At present, 202 PTxs have been performed at WFBMC in the past 11+ years. In the past decade, a number of evolving trends have occurred in PTx at our center including: 1. Conversion from rATG induction with steroid maintenance to Alem induction with early steroid elimination in the setting of TAC/MMF maintenance immunosuppression; 2. Increasing donor and recipient age; 3. Ipsilateral placement of both organs in SKPT; 4. Biopsy-directed immunosuppression, with liberal use of reperfusion, surveillance, clinically indicated and follow-up biopsies both in SKPT and SPT; 5. Successful transplantation of patients with a “type 2 diabetes” phenotype; and 6. A decrease in the annual number of PTxs being performed in the setting of continued growth in our kidney transplant program. The national trend in decreasing numbers of PTxs being performed in the United States is disturbing and probably related to a number of factors including more stringent donor selection (and fewer ideal donors), increasing donor and recipient obesity, overall improvements in the medical management of diabetes (including better insulin analogues, insulin pumps, and sensor devices), financial concerns, and access issues [27,28]. The current impetus to alter pancreas allocation guidelines in the United States based on C-peptide levels or “type” of DM is illogical and not supported by either outcome or utilization data as the overall number of PTxs performed has actually declined in recent years in the absence of the above proposed restrictions.

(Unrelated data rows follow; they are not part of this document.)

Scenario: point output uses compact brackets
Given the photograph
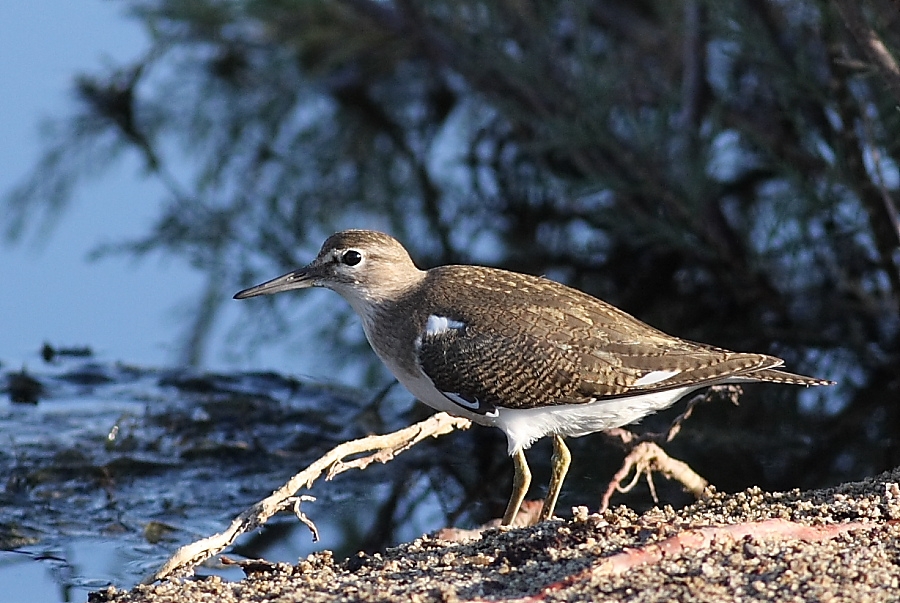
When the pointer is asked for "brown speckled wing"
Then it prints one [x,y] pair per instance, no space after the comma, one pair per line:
[529,342]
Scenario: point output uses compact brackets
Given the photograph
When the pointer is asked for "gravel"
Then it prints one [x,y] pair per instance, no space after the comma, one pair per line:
[857,559]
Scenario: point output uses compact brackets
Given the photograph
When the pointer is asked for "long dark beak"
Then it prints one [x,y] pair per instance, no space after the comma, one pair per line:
[298,279]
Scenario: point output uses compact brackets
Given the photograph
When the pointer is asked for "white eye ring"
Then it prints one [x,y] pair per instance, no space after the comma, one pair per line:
[351,257]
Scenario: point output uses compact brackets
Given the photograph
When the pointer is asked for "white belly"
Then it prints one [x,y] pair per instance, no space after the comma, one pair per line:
[523,427]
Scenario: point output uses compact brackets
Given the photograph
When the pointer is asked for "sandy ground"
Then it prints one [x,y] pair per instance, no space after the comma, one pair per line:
[837,544]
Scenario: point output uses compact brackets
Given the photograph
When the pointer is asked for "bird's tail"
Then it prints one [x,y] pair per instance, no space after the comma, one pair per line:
[779,376]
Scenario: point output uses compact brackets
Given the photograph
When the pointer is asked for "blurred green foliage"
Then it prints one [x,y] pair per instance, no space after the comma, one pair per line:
[725,170]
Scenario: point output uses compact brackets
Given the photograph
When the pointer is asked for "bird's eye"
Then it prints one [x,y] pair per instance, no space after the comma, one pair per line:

Vascularized PTx provides an auto-regulating endogenous source of C-peptide that is responsive to normal feedback controls and is currently the only known therapy that reliably establishes a long-term insulinindependent euglycemic state with complete normalization of glycosylated hemoglobin levels. The goals of PTx include freedom from exogenous insulin, better health and well-being, and improved quality of life and life expectancy. Achieving any of these goals might be a reasonable measure of success. For patients with end stage diabetic nephropathy, annual mortality on the waiting list over the past decade has ranged from 7 to 10% [29]. Given the projection that many recipients will live well into their second decade following transplantation, the outcome of diabetic sequelae and rehabilitative potential may be determined by the severity and reversibility of their disease at the time of transplantation. Although PTx results in euglycemia and insulin independence, these benefits are offset by the potential for surgical complications and the short- and longterm sequelae of chronic immunosuppression, leading to a compression of morbidity. SKPT has become accepted as a preferred alternative to kidney alone transplantation in selected recipients with insulin-requiring diabetes because it is associated with superior glycemic control, improved quality of life, enhanced life expectancy, and is cost-effective. In the future, PTx will remain an important option in the treatment of “complicated” insulin-requiring diabetes because of its metabolic efficiency until other strategies are developed that can provide equal glycemic control with less or no immunosuppression or less overall morbidity. Because islet transplant success is defined by C-peptide production and absence of hypoglycemia rather than freedom from insulin therapy and usually involves >1 donor pancreas, future comparisons of PTx versus islet transplant should incorporate similar definitions of graft failure, measures of success, and emphasize longer-term outcomes.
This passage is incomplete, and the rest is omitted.